Passing inconsistent types to parse will result in a runtime validation error.

# Runtime: Raises `ParseError` A=10 and A=2 do not match
z, w = parse(
    (np.ones((10, 3)), NDArray[A, B]),
    (np.ones((3, 2)), NDArray[B, A]),
)

These shaped tensor types are amenable to static type checking:

from typing import Any

import numpy as np

from phantom_tensors import parse
from phantom_tensors.numpy import NDArray
from phantom_tensors.alphabet import A, B  # these are just NewType(..., int) types

def func_on_2d(x: NDArray[Any, Any]): ...
def func_on_3d(x: NDArray[Any, Any, Any]): ...
def func_on_any_arr(x: np.ndarray): ...

# runtime: ensures shape of arr_3d matches (A, B, A) patterns
arr_3d = parse(np.ones((3, 5, 3)), NDArray[A, B, A])
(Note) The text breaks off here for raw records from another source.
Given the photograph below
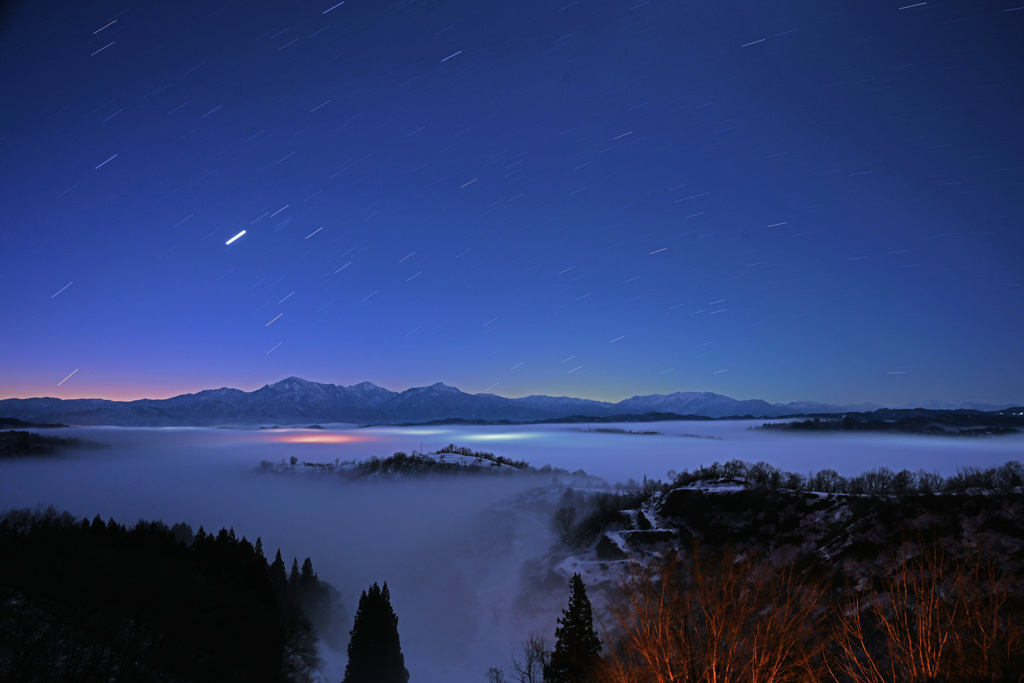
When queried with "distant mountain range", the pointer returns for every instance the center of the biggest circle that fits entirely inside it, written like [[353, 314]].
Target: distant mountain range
[[295, 400]]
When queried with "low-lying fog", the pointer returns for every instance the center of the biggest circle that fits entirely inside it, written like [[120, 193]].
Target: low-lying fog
[[458, 564]]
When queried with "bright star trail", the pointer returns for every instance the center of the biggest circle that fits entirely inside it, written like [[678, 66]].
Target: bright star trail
[[442, 191]]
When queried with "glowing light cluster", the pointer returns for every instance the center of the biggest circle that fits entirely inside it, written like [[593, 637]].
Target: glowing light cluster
[[327, 437]]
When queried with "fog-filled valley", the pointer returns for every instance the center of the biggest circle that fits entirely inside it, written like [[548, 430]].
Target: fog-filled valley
[[472, 561]]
func_on_2d(arr_3d)  # static type checker: Error!  # expects 2D arr, got 3D

func_on_3d(arr_3d)  # static type checker: OK
func_on_any_arr(arr_3d)  # static type checker: OK

Write easy-to-understand interfaces using common dimension names (or make up your own):

from phantom_tensors.torch import Tensor
from phantom_tensors.words import Batch, Embed, Vocab

def embedder(x: Tensor[Batch, Vocab]) -> Tensor[Batch, Embed]:
    ...

Using a runtime type checker, such as beartype or typeguard, in conjunction with phantom_tensors means that the typed shape information will be validated at runtime across a function's inputs and outputs, whenever that function is called.
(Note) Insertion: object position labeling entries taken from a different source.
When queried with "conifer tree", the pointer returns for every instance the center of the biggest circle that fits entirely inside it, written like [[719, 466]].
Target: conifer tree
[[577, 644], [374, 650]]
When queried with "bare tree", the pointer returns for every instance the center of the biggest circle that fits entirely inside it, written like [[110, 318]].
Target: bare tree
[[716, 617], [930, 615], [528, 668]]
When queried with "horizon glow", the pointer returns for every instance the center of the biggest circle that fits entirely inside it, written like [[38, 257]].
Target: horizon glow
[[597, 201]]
from typing import TypeVar, cast
from typing_extensions import assert_type

import torch as tr
from beartype import beartype

from phantom_tensors import dim_binding_scope, parse
from phantom_tensors.torch import Tensor
from phantom_tensors.alphabet import A, B, C

T1 = TypeVar("T1")
T2 = TypeVar("T2")
T3 = TypeVar("T3")


@dim_binding_scope
@beartype  # <- adds runtime type checking to function's interfaces
def buggy_matmul(x: Tensor[T1, T2], y: Tensor[T2, T3]) -> Tensor[T1, T3]:
    # This is the wrong operation!
    # Will return shape-(T1, T1) tensor, not (T1, T3)
    out = x @ x.T
    
    # We lie to the static type checker to try to get away with it
    return cast(Tensor[T1, T3], out)

x, y = parse(
    (tr.ones(3, 4), Tensor[A, B]),
    (tr.ones(4, 5), Tensor[B, C]),
)

# At runtime beartype raises:
#   Function should return shape-(A, C) but returned shape-(A, A)
z = buggy_matmul(x, y)  # Runtime validation error!

Installation

pip install phantom-tensors

typing-extensions is the only strict dependency. Using features from phantom_tensors.torch(numpy) requires that torch(numpy) is installed too.
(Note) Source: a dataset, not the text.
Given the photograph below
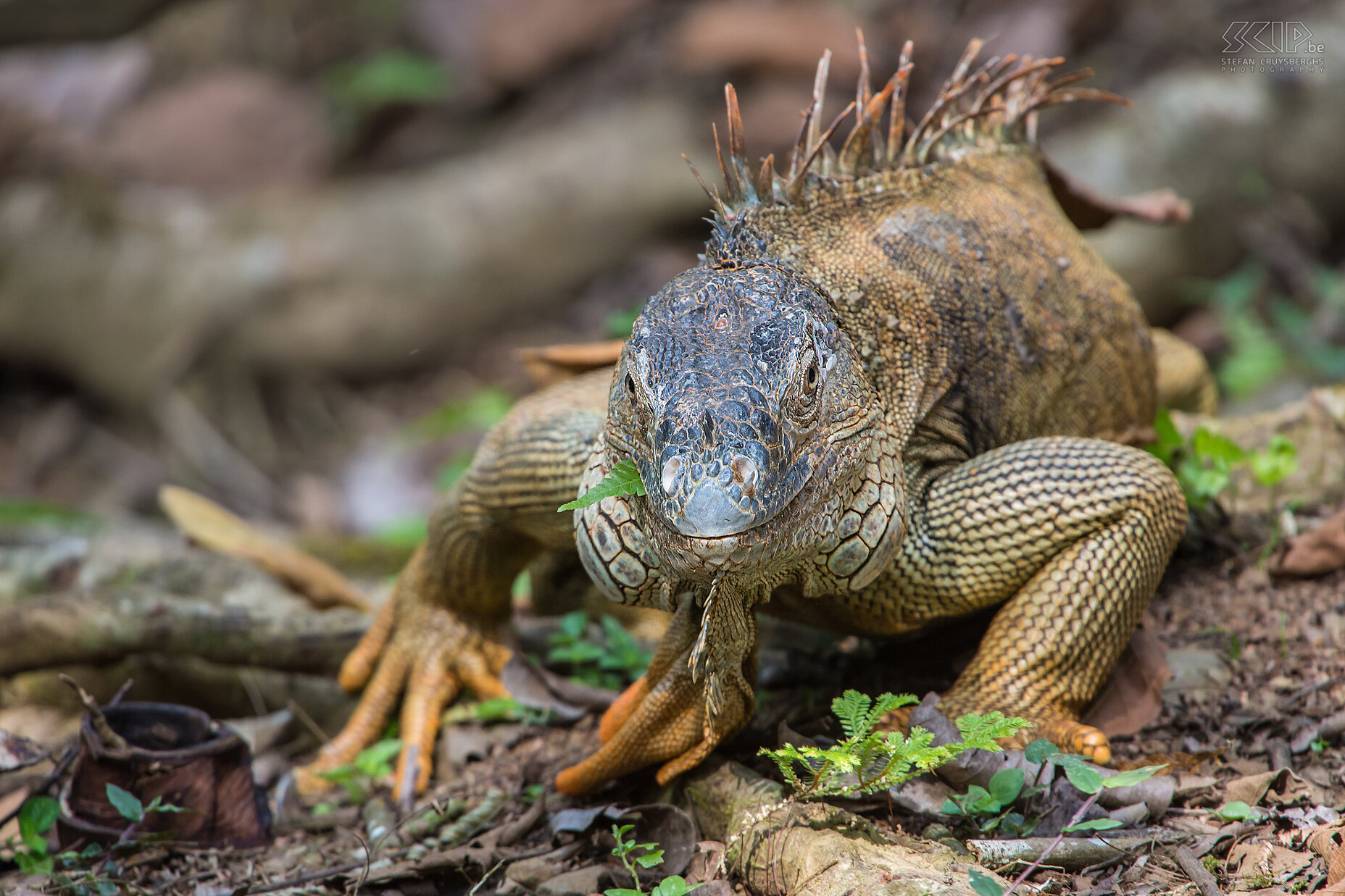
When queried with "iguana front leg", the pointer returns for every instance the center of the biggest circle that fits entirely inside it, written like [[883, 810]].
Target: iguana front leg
[[438, 632], [1075, 533], [697, 690]]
Some Lower-Level Details and Features

Everything on display here is achieved using relatively minimal hacks (no mypy plugin necessary, no monkeypatching). Presently, torch.Tensor and numpy.ndarray are explicitly supported by phantom-tensors, but it is trivial to add support for other array-like classes.

Note that mypy does not support PEP 646 yet, but pyright does. You can run pyright on the following examples to see that they do, indeed type-check as expected!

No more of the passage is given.